Как произнесу имя Гартмана, так выступает предо мною эта замечательная личность, Кольбер в финансах, Макиавелли в политике, Секст V твердостью воли и маленький ребенок — в тщеславии. Дела его пошли плохо: кандидаты его несли часто поражение; проекты буферировались, — и царское благоволение поколеблено было каким-то неловким объяснением. Он, больной, чахоточный с 20-летнего возраста, дожив до 60 с лишним лет, едва таскал ноги, беспрестанно шатался от головокружения и кашлял так, что ежеминутно был в опасности задохнуться. Так пришел он ко мне один раз, убитый духом, опальный, опираясь на трость, с поникшею головою; проходя через комнату перед моим кабинетом, он зашатался; я подоспел к нему, и он упал ко мне на руки. Довел я его до дивана, куда он опустился с потухшим взором и безжизненным лицом, которого правильные тонкие черты уподоблялись камее афинского резчика.

— Поздравляю вас, барон, — сказал я ему. — Император пожаловал вам орден святого Александра.

Гартман вскочил, стиснул свои белые невредимые зубы, бросил палку, так что на проскользила через весь пол, и стал ходить по комнате бодро-бодро, приговаривая:

— Значит, мне еще не конец!

И это не было скинутое притворство, — это была сила воли.

Он умер в конце пятидесятых годов у себя в деревне, в отставке. «Есть вещи, милый друг Горацио, которые не снились мудрецам».

Я потерял из виду Гартмана и только изредка вспоминал о нем. В одну ночь я проснулся от неизвестной причины, и первое понятие, проснувшееся во мне, было — образ Гартмана. Я не мог оторвать мыслей от этого образа; все мои сношения с ним, все его качества, хорошие и дурные, воскресли в моей памяти; во мне возродилось желание с ним еще раз увидеться; я упрекал себя за то, что, будучи в Финляндии, поленился проехать еще 200 верст, чтобы посетить оставленного старика. На другую ночь то же самое, — и я положил: съездить летом к Гартману; но с первою почтою получаю из Финляндии извещение, что барон Гартман скончался!

Финляндцы поняли заслуги Гартмана, когда его не стало. В одной газете было очень метко изображено прежнее время, период Гартмана, и новое — правление графа Берга.

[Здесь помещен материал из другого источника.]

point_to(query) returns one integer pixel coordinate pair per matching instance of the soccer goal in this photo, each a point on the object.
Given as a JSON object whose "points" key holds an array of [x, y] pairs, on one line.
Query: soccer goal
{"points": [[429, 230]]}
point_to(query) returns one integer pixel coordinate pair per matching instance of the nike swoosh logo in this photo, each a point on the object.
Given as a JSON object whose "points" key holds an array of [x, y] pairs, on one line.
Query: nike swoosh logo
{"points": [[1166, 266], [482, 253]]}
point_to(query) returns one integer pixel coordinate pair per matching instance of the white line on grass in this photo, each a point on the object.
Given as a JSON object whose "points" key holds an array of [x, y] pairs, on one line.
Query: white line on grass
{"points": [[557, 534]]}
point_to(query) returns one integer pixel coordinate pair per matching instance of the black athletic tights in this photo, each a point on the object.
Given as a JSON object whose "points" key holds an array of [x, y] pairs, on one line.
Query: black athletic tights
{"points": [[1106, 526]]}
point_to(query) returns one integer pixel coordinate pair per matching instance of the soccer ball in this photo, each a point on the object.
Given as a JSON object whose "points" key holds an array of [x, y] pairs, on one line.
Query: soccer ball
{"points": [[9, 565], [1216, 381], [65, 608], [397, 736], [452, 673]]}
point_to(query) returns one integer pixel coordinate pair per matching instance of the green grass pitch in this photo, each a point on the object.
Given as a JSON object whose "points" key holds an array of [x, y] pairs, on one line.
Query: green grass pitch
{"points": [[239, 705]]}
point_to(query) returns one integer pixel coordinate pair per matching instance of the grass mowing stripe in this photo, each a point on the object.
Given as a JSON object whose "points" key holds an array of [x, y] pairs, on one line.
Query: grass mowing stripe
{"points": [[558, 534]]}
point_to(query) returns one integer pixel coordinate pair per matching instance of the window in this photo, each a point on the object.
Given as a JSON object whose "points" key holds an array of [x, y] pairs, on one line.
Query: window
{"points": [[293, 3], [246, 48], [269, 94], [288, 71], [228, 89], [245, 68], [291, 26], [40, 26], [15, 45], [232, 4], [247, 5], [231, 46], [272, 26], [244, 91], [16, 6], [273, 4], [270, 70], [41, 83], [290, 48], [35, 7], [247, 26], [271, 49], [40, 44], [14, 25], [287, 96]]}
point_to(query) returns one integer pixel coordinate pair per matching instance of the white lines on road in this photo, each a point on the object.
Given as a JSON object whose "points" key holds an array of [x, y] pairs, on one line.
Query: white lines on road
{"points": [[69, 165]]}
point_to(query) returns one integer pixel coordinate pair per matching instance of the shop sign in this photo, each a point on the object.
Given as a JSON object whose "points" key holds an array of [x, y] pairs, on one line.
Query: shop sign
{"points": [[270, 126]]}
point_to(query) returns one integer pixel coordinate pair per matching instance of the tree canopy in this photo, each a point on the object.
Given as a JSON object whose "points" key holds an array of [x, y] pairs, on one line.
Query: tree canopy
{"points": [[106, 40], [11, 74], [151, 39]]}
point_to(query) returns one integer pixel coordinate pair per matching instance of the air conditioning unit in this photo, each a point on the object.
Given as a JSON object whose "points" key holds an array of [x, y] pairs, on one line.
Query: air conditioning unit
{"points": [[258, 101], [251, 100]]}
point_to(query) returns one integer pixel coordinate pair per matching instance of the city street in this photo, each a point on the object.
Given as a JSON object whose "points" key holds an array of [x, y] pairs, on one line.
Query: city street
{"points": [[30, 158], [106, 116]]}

Автор идет задумчиво по большой дороге; слух его поражается отдаленным звоном, гулом, треском, — и из-за горы показывается огромный экипаж в запряжке с бубенчиками; лошади суетятся, кучер размахивает кнутом; на империале сидит разукрашенный старик в парике (Берг носит парик). Поравнявшись с ним, старик кричит: «Сторонись, остановись! Я Новый год». — «Честь имею кланяться, ваше превосходительство!» — говорит странник. — «Высокопревосходительство! — поправляет старик. — Я високосный!..» С этим словом он откидывает стенку кареты, и странник усматривает в ней полки с проектами, рисунками, планами и прочее. «Вот что я везу вам, — говорит високосный год, раскидывая один план за другим, — вот телеграф, вот железные дороги, вот искусственное разведение рыб; здесь вы видите, как я раскидываю лососью икру в море; там, посмотрите, толпится народ: это приморские жители тащут сети, полные лососей». Расхваливая все это по-французски, год прибавлял слово scharmant, прелестно, когда самовосхищение доходило до апогея. «Я, — говорит автор, — оглушенный, озадаченный, отступил; экипаж покатился, бубенчики зазвенели. Я пошел далее и встречаю маленькие саночки, в которых сидел худенький, истомленный старичок. «Прости, — говорит он мне, — я Старый год! Отправляюсь отсюда безвозвратно!» За санями шла скромная женщина в глубоком трауре, ее звали Финляндия! Она, всхлипывая, говорила: «Прощай, старик! Спасибо за все блага, тобою нам доставленные; за труды, для меня тобою подъятые!»